And just don't skip on the process no matter how insignificant or seemingly
obvious as there is no room for error in the current environment.

------
jfengel
I bet we've all experienced the bit in a movie or TV show where they're
portraying your job and go, "It's not even slightly like that." I bet
everybody in every profession gets that. Usually the problem is at the writing
stage, or perhaps in the directing.

Sometimes the goal is to seem real to a general audience, even when the
writer/director/actor knows better. Audiences wouldn't want to see the job of
a programmer; it's deathly dull even when we're doing "exciting" things. I
prefer to handwave over such things: if it's not exciting to look at, then
just don't depict it rather than fictionalize it. If the story has to go
through a moment like that, get a better story.

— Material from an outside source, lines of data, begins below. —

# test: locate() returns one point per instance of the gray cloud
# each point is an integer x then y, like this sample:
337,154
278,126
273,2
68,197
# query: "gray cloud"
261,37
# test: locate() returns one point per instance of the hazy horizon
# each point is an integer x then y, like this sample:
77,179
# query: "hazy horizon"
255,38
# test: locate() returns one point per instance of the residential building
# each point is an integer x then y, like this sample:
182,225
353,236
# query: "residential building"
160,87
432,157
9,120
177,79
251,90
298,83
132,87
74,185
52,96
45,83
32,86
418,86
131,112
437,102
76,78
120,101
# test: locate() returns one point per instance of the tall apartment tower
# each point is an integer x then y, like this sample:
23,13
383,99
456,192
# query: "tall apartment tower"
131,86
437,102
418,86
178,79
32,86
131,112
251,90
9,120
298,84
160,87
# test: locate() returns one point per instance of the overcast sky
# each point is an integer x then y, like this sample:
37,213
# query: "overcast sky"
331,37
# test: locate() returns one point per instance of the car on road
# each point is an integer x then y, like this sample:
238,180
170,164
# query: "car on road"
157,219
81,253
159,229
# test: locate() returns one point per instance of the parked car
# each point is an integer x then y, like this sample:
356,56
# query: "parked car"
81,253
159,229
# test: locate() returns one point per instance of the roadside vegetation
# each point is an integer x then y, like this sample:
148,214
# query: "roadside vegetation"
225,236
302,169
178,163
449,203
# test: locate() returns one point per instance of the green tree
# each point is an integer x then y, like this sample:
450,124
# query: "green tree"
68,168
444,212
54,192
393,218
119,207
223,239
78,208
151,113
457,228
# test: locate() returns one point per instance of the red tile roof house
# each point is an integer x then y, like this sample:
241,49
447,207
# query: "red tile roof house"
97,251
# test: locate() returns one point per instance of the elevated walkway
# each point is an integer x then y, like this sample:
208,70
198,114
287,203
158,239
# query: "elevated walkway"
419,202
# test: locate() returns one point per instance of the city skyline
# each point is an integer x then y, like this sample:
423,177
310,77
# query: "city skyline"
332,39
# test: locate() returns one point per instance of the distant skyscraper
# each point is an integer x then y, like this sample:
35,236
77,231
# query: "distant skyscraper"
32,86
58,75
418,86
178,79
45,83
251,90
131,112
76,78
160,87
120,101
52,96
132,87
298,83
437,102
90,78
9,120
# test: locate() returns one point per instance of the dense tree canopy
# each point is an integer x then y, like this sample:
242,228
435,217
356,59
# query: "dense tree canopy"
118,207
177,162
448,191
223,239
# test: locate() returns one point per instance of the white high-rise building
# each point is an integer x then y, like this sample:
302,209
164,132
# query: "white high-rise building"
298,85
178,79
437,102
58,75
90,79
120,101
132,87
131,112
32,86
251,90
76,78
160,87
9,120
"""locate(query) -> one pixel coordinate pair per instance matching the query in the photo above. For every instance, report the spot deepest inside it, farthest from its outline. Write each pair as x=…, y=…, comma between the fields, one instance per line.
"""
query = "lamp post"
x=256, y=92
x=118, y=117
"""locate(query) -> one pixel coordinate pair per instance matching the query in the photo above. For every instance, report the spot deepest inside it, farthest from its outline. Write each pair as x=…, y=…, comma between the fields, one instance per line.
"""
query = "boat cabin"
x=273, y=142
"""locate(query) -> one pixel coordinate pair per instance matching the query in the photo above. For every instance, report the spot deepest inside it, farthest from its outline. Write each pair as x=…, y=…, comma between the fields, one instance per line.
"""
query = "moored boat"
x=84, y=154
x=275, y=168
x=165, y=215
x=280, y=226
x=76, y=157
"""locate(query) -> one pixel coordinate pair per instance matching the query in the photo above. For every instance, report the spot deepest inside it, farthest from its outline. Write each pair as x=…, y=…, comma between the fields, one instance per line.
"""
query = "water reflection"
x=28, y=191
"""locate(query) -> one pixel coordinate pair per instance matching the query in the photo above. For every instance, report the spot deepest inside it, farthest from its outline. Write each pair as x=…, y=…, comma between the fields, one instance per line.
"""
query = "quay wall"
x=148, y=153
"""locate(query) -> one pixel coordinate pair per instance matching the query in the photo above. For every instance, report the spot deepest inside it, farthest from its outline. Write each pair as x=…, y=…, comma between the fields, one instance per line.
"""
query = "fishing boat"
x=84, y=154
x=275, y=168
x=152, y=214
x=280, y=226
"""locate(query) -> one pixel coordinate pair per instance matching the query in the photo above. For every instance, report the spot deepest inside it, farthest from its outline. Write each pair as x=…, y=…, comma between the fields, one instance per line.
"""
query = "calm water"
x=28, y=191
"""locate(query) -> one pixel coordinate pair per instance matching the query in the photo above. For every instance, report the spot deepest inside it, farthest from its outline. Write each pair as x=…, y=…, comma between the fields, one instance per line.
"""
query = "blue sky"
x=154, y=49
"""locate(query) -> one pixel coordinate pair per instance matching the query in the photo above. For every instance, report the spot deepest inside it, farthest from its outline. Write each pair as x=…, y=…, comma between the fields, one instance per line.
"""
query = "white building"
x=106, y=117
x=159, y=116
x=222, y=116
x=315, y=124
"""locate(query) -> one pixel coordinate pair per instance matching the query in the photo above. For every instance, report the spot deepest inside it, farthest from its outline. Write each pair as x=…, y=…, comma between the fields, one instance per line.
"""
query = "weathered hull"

I appreciate that Radcliffe is here mimicking some of the dull, prosaic work.
It's kinda neat to see an actor be excited to momentarily be somebody else.
It's a great feeling on stage to be able to convey some of that to an
audience.

------
subpixel
Interesting fact: Steve Martin married the fact-checker of his New Yorker
pieces in the late 90s.

------
Cenk
The accompaniying podcast episode of The New Yorker Radio Hour is also great:
[https://www.wnycstudios.org/story/daniel-radcliffe-gets-
his-...](https://www.wnycstudios.org/story/daniel-radcliffe-gets-his-facts-
straight)

------
6gvONxR4sf7o
I wish there was some kind of browser extension and wiki-esque community by
which I could underline checkable facts online like the editor did in this
piece. Like a "[citation needed]" tag on wikipedia, but everywhere.

------
Kecelij
Hah, cheeky bastid.